Had your fill yet, piggy?

‘I do wanna get to what the New Yorker decision was, and the consequences,’ says Camerota, who is not done. ‘So, after you had worked there for 27 years, you were fired, they said after an internal investigation. And in an internal memo, one of the executives there said, “I am writing to share with you that our investigation regarding Jeffrey Toobin is complete, and as a result he is no longer affiliated with our company.” Do you know what else they found?’

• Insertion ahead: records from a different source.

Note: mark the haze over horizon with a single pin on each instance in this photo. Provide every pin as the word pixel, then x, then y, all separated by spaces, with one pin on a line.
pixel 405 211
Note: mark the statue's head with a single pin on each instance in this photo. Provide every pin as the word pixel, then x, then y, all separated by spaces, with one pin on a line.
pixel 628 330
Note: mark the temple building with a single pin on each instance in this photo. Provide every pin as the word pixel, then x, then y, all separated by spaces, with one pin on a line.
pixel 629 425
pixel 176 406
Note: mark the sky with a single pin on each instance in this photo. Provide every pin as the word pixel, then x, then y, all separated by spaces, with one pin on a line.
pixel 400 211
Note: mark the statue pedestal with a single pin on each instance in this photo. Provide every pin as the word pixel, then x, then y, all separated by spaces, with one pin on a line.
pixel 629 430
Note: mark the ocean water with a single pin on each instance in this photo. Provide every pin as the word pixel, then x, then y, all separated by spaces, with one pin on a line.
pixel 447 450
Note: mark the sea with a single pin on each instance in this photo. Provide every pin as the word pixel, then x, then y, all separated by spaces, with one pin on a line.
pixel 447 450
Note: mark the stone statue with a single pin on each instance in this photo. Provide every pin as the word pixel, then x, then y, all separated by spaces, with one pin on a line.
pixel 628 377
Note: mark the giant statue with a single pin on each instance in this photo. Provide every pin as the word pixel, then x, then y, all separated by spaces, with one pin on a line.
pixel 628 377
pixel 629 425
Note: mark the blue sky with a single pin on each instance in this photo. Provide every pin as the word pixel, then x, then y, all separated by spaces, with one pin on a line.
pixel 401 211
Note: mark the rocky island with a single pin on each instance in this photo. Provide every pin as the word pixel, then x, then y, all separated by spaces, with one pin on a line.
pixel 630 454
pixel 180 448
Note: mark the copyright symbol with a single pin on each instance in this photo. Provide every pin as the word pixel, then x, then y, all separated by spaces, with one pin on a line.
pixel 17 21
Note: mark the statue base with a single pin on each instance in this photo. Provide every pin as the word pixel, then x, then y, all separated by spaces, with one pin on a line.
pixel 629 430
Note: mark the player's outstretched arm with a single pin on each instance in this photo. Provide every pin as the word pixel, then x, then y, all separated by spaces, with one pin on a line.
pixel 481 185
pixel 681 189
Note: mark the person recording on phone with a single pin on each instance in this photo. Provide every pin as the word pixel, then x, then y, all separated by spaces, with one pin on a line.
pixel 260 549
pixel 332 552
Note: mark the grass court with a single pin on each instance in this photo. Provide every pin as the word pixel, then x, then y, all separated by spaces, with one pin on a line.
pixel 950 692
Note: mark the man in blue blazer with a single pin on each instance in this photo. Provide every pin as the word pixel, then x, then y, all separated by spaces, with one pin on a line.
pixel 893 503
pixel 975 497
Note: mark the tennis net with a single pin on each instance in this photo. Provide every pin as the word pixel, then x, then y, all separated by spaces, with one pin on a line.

‘I do, actually,’ says Toobin. ‘I was told, very specifically, by the people involved, that, um, they looked at my entire career at-at the New Yorker, at 27 years, and found that there had been no complaints about me, no issues, no other-thi-this was not the straw that broke the camel’s back. It was just this incident — and I was certainly relieved, though not surprised that that’s what they found, and, but yet nevertheless they made the decision to get rid of me, which, needless to say, was heartbreaking for me.’

‘So you’re saying there will be no surprises after this that will come out?’ asks Mistress Camerota.

Toobin gasps. ‘Uh, there are no surprises out there about my conduct that I am worried, that-that there is like a-there’s a skeleton that’s gonna be found…um, y-y’know I live in the world, I know social media, what-what the reactions are likely to be, I assume, I hope they will be at least mixed, but, uh, and so, people can claim what they want, but I don’t think there is any, uh, anything further that’s gonna come out.’

‘Do you think, given that, that the punishment fits the crime?’ asks Camerota.

‘You know, I-I am the worst person to ask that question,’ says Toobin, a 27-year expert in punishment. ‘I know, I mean obviously I love the New Yorker, I loved working there. I-I felt like I was a very good contributor to that magazine for a very long time, and I thought this punishment was excessive, but, look, you know, that’s why they don’t ask the criminal to be the-to be the judge of his own case. I mean I, uh, I thought it was an excessive punishment. I am incredibly grateful to CNN for taking me back. But, you know, other people are gonna weigh in about whether it was appropriate for them to get rid of me and for CNN to keep me.’

‘Other people have weighed in,’ says Camerota.

‘Yes indeed,’ says Toobin.

‘Late-night talk shows had a field day,’ says Camerota.

‘But you know what, how about two segments on Saturday Night Live about me, that’s like…anyway,’ replies Toobin.

‘How unpleasant was that?’ asks Camerota. ‘Did you see it? Did you watch it?’

‘I actually did not watch it,’ replies Toobin. ‘I-I-I…sort of read transcripts, and I guess I saw a little YouTube of it. Um, you know, I-I try…I-I’ve- one thing about all this is I’ve never thought of myse- even when I was a prosecutor, as someone who was a particular hardass, who was someone who was like, wanted to punish everyone to the maximum extent of the law, and also, y’know as a journalist, I have been aware that, y’know, not every crime deserves the death penalty. So I-I don’t think there’s a lot of hypocrisy involved in a claim for leniency on my part, but it is true that, y’know, people have fun with this, and, y’know, I’m enough a person in the world to know, y’know, that people were gonna have fun with this.’

‘Well I mean, on that note, even O.J. Simpson took a swipe at you,’ says Camerota, clearly enjoying Toobin’s squeals. ‘And, uh, y’know, I think that it could be…unpleasant to be the butt of jokes, obviously, and so I’m wondering if you think that will somehow color your legal analysis in the future?’

‘I-I, you know, I really don’t think so,’ replies Toobin. ‘You know my dad used to say something, he used to say “you can judge a person by their enemies.” And if my enemy is O.J. Simpson, that is OK with me.’

The dominatrix has posted the full nine-minute clip to her Twitter profile, with the unassuming caption ‘My interview with @JeffreyToobin.’

Cockburn has a sturdy disposition and an open mind — but even he struggled to witness such depravity on national television. Is retaining a role at CNN really worth such a public and excruciating exposure? Hopefully Mistress Camerota keeps the ball-gag in for Toobin’s next appearance, to save him a few blushes.